A minute or two later, parking on the right-hand side of the road because the left-hand side was already cluttered with cars, they crossed Mid
dle Street to Fort Moultrie.
The central wall, red brick faced with concrete, was set well back behind a stretch of grass, with wings projecting at either side. Visitors moved in and out through the arch of the front entrance, which opened into a kind of tunnel through the wall. But Alan did not go towards the front entrance. Camilla, for some reason in a mood almost like the mood of late last night, linked her arm through his. Drifting to the left, past the immense black barrel of a rifled cannon, circa 1863, they ascended some outer steps to what in time of siege would have been the rear parapet away from the sea.
The sky had grown still darker, smokily tinged. Distant thunder rippled and rumbled beyond that curtain. Below Camilla and Alan the open interior of the fort, hummocks of grass and hard-packed earth, sloped down and then up again to the sea-wall, where gun emplacements without guns faced south-west towards Fort Sumter. The whole place boiled with an invasion, from serious-minded sightseers aiming cameras to children who screamed as they ran. The stars and stripes on its flagstaff curled out in a damp breeze from the sea.
Alan, leading Camilla downhill towards the door of what had once been a bombproof shelter for storing ammunition, glanced back. Up over the parapet rose the head and shovel-hat of Dr. Gideon Fell. Yancey Beale loomed beside him, stabbing a finger down towards something they had left.
"That, Maestro, was the grave of old Osceola, the Indian chief who gave 'em so much trouble during the Second Seminole War." Then Yancey looked ahead. "Well, burn my britches, we're not so far from home after all! There's somebody we know."
A baseball whacked into a glove. Alan also looked ahead.
Dr. Mark Sheldon—in Bermuda shorts, a fielder's glove on his left hand—had just thrown the ball to a twelve-year-old youth in Boy Scout's uniform, also be-gloved. His gesture checked the boy's return throw. He advanced towards the newcomers, who had gathered together.
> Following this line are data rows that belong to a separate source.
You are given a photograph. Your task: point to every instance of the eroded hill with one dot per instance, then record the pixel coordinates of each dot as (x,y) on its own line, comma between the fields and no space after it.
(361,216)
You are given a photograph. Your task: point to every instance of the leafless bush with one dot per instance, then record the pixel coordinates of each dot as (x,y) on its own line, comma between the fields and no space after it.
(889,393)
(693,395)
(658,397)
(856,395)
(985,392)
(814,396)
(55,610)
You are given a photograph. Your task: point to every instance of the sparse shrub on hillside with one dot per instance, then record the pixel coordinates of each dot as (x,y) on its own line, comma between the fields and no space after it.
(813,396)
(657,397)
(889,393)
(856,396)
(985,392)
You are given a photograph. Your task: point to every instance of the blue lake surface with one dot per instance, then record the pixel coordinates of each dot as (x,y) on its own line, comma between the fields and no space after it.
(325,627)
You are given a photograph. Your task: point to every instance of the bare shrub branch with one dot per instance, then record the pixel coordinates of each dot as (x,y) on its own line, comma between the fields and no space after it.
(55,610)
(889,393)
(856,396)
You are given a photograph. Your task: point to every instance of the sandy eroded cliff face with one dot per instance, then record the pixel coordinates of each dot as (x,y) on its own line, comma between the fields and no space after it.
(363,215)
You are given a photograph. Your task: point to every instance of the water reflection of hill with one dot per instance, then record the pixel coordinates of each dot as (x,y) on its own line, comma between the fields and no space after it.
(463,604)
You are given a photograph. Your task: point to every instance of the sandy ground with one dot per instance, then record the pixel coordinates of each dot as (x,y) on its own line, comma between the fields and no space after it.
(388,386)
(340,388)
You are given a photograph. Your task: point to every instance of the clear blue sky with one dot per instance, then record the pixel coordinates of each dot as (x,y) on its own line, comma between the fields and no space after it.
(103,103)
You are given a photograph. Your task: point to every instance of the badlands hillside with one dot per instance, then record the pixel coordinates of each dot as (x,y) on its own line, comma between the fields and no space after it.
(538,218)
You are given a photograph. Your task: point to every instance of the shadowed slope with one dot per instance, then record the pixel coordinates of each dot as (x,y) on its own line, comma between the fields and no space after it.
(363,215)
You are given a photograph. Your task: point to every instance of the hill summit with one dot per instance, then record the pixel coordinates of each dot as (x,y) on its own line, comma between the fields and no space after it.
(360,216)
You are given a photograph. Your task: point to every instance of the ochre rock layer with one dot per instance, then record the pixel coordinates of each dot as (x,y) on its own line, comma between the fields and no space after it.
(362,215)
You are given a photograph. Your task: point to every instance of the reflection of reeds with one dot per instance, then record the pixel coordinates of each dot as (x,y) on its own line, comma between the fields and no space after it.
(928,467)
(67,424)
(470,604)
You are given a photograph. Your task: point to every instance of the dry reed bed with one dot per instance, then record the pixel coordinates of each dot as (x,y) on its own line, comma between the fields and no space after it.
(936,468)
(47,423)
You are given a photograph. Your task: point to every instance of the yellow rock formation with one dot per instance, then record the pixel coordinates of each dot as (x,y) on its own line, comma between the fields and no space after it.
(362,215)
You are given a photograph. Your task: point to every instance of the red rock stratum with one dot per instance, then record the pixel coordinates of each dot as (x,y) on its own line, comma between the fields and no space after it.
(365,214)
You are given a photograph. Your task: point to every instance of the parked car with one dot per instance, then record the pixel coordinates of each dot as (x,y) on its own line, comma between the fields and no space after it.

"Camilla!" he said. "Yancey! And, as I live, Mr. Grantham and Dr. Fell! This is my nephew Benjie. Benjie —" More formally he repeated the four names.
Benjie, though responding politely, had something on his mind.
"Uncle Mark, have we got to go now?"
" 'Fraid so, old son. Your Aunt Annette—"
"She's kind of crabby, ain't she?"
"Mind your manners, Benjie! Dr. Fell," continued a harassed uncle, "I'm free at the moment, as you see; not because it's Saturday, but because even a doctor has got to have some time off duty. And yet I can't call this meeting a pleasure. After all—"
"You've heard what happened last night?"
"About poor Henry Maynard? It was in the paper this morning. I wonder you're not besieged by reporters!"
"We almost were. A police-officer named Captain Ashcroft gave them the story and sent them flying. May I ask whether you yourself, sir, have anything to contribute?"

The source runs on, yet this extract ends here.